Localization and mapping in dynamic underwater environments
Autonomous localization and environment mapping are considered key capabilities to achieve truly autonomous robotic systems. Localization is the process of estimating the robot’s global position and orientation, while mapping consists on building an accurate internal representation of the environment. Both tasks are associated with perception through onboard carried sensors. So, information about the environment usually comes from noisy measurements taken in a noisy, dynamic and unstructured environment. Sensor capabilities are also environmental dependent, take the example of underwater SONAR, that evidently it is not suitable for in land operation. Another example is the GNSS, that provides handy global references in open skies, but suffers from deteriorated performance inside canyons, becoming unreachable indoors.

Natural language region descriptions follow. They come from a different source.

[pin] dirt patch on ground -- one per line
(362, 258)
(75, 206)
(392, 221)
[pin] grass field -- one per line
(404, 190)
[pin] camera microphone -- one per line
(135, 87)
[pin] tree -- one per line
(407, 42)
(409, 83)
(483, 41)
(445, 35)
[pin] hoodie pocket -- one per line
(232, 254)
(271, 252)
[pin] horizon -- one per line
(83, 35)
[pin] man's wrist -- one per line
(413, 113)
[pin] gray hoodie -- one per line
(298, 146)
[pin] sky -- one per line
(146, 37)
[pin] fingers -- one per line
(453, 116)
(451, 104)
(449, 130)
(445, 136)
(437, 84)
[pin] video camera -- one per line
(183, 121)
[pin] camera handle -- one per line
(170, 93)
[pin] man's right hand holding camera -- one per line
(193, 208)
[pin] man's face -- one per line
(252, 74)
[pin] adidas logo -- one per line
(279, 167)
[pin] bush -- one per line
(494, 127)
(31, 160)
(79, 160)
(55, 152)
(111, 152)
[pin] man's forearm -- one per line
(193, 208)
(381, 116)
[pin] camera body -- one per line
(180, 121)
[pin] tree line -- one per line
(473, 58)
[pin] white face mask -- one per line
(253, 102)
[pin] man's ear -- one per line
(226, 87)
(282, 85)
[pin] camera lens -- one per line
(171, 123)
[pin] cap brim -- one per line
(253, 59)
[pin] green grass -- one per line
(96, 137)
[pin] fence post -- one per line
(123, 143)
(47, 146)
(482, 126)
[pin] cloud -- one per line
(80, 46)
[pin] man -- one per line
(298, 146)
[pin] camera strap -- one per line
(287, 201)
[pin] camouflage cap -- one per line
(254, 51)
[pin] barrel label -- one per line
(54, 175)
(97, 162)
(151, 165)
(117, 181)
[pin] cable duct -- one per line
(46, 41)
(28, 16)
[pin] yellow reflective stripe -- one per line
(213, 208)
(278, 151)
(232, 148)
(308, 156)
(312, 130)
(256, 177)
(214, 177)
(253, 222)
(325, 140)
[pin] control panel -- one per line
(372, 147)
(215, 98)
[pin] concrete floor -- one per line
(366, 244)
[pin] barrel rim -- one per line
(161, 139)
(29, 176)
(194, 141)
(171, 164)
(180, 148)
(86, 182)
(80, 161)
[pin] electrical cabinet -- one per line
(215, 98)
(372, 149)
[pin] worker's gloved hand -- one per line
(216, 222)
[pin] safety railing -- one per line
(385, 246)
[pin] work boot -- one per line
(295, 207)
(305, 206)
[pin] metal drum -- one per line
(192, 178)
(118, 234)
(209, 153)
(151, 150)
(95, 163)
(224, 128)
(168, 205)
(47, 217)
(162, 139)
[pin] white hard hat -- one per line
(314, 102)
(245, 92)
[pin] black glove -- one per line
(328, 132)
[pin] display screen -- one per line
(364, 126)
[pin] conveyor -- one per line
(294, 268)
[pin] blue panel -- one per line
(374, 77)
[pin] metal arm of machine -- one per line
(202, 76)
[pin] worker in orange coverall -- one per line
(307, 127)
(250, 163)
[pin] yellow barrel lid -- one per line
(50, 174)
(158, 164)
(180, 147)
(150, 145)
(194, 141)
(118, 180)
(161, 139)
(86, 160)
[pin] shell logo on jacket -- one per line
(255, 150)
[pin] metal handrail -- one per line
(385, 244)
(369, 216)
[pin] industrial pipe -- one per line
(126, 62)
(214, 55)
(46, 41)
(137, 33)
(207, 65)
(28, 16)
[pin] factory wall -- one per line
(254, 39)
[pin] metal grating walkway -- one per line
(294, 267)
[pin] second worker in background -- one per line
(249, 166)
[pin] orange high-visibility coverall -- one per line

For those facts, no general solution, for localization or mapping, is known to work universally in every scenario.
Usually, a single sensor does not provide enough information to properly estimate localization or mapping. Hence, long-term reliable operation, with high sampling rate, results from the combination of complementary information given by different sensors. Moreover, robot perception is affected by uncertainty, therefore, instead of computing a single solution, probability distributions are used instead to represent the intrinsic uncertainty of robot’s localization and mapping states.
Underwater environments encompass extra challenges that derive from the particular properties of the aquatic medium. Due to the reduced visibility underwater, the effectiveness of optical sensing devices is limited no near range operations. Moreover, in the middle of the water column, no consistent visual clues are expected, therefore visual based techniques are useless.